To create a cropped deep-learning model for the region of interest (ROI) of a residual-enhancing lesion, a dedicated breast radiologist with 11 years of experience annotated the ROIs on the fifth dynamic subtraction images. Three rectangular shaped ROIs were placed at the three points (beginning, middle, and ending) of a residual enhancing lesion, fitting to the lesion. For absence of residual enhancement, ROIs were placed according to the location and size of the initial tumor on pre-NAC MRI and the location of the inserted clip. To specify, the rectangular-shaped ROIs were positioned at three key points along the axial dimension of the lesion: the starting point, the middle point (representing the largest rectangular), and the ending point. These ROIs could encompass not only the target lesion but also a small area of surrounding tissue due to its shape. Engineers then utilized these three boxes to generate a 3D voxel ROI, which served as input for the deep learning models. The choice of using the fifth dynamic phase (the last phase of DCE-MRI) was based on the tendency for the extent of the residual tumor to be more accurately and prominently visualized on delayed phases compared to early phases, due to the effect of NAC on delaying enhancement25,26. The 3D voxel ROI obtained from the fifth dynamic phase was subsequently applied to the first and third subtraction images.
Preprocessing
MR image preprocessing was performed using the SimpleITK Python package (V2.1) as follows: First, the voxel spacing values were equalized using linear interpolation in 3D. Second, the MR signal intensity was normalized using multidimensional contrast-limited adaptive histogram equalization to mitigate intensity diversity and standardize image intensities17. Third, to make the input sizes equal, the MR images were cropped to the same size of 72 × 66 × 22 voxels, which was determined to be the median size of all 3D voxel ROIs. Choosing the median size rather than the largest size was to maintain the higher resolution.
Data splitting
A total of 852 patients were divided into a training set (n = 724) and validation set (n = 128) at a ratio of 8.5:1.5. The division between the two sets was determined using a stratified split based on pCR versus non-pCR status, which is the prediction target of our study. Other clinical information was not considered during the division process and thus was randomly distributed. The deep-learning model was trained using 5-fold cross validation in the training set, where four-fifths of the training set was used for training the model and the remaining one-fifth was used to tune the hyperparameters of the model. The performance of the developed deep-learning model was validated in the validation set.

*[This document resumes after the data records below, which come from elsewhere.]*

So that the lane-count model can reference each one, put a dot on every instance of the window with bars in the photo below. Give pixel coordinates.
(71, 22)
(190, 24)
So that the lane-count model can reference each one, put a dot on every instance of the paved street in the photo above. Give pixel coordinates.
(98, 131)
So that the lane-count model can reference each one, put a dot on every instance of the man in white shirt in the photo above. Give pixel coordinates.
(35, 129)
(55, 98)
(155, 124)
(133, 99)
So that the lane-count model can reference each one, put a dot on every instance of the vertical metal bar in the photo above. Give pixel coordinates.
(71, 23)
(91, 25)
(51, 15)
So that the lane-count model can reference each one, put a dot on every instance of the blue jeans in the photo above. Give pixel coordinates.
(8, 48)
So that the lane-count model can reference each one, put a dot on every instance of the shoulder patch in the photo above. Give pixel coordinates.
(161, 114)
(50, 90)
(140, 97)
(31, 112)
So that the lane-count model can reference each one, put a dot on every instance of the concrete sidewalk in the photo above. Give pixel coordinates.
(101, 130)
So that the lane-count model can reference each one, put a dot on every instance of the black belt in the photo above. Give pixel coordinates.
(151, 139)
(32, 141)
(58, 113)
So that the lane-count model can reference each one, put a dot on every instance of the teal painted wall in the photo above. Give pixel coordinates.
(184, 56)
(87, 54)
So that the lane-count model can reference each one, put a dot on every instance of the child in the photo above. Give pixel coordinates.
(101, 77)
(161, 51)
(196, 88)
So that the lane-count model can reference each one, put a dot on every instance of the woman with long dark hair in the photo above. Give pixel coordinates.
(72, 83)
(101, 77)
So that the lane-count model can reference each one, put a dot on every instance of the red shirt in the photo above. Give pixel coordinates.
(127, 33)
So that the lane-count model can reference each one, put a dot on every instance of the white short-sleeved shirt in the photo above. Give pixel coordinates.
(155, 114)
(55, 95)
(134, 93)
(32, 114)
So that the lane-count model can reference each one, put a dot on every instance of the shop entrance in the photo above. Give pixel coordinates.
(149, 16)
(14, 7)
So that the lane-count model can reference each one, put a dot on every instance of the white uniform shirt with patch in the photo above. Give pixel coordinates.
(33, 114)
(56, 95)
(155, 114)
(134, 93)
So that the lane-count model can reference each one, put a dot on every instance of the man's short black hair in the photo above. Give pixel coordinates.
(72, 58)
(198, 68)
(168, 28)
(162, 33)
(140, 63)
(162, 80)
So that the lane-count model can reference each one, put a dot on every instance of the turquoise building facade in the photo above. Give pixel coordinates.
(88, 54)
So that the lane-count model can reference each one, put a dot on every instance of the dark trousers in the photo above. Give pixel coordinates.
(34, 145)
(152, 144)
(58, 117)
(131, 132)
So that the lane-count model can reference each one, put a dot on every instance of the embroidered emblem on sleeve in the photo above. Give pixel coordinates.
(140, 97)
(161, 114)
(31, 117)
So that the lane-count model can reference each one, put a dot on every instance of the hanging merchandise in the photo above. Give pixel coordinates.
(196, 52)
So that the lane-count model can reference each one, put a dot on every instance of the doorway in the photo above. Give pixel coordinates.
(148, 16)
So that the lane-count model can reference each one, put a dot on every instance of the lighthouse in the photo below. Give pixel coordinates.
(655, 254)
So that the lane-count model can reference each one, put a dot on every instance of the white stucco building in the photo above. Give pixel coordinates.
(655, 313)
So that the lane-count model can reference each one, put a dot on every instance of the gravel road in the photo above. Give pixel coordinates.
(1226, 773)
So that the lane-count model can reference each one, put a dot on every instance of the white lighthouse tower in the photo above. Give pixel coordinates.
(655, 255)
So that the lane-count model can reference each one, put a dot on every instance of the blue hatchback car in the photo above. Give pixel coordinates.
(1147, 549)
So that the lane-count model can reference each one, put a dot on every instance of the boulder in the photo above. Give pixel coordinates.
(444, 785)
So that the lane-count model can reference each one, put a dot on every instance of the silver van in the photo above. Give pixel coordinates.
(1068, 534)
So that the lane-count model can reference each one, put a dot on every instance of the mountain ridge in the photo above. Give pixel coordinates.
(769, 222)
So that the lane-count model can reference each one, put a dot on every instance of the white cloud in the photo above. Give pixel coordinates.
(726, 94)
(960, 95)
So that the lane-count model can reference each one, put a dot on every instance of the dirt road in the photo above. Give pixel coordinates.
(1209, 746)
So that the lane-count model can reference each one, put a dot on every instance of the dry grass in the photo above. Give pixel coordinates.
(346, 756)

Development of clinical model
Based on the aforementioned clinical data (age, initial tumor size, clinical stage, ER, PR, HER2, Ki-67, histologic grade, and type), five clinical models were developed using a simple deep-learning method called multilayer perception (MLP) and four machine learning methods: Logistic Regression (LR), Random Forest (RF), Support Vector Machine (SVM), and XGBoost (XGB). The detailed parameters of each clinical model were optimized using the Optuna Python package (V3.0). For the MLP model, five parameters were considered for optimization, including the number of layers, the type of activation function, and the solver for weight optimization. For the LR model, the parameters considered were penalty (L1 or L2), C as a regularization parameter, and the maximum number of iterations. For the RF model, eight parameters were considered, including the function to measure the quality of a split, the number of trees, and the maximum depth of the tree. For the SVM model, six parameters were considered, including C as a regularization parameter, the kernel type, and the degree of the kernel function. For the XGB model, ten parameters were considered, including the booster type, the maximum depth of a tree, and lambda or alpha as regularization parameters.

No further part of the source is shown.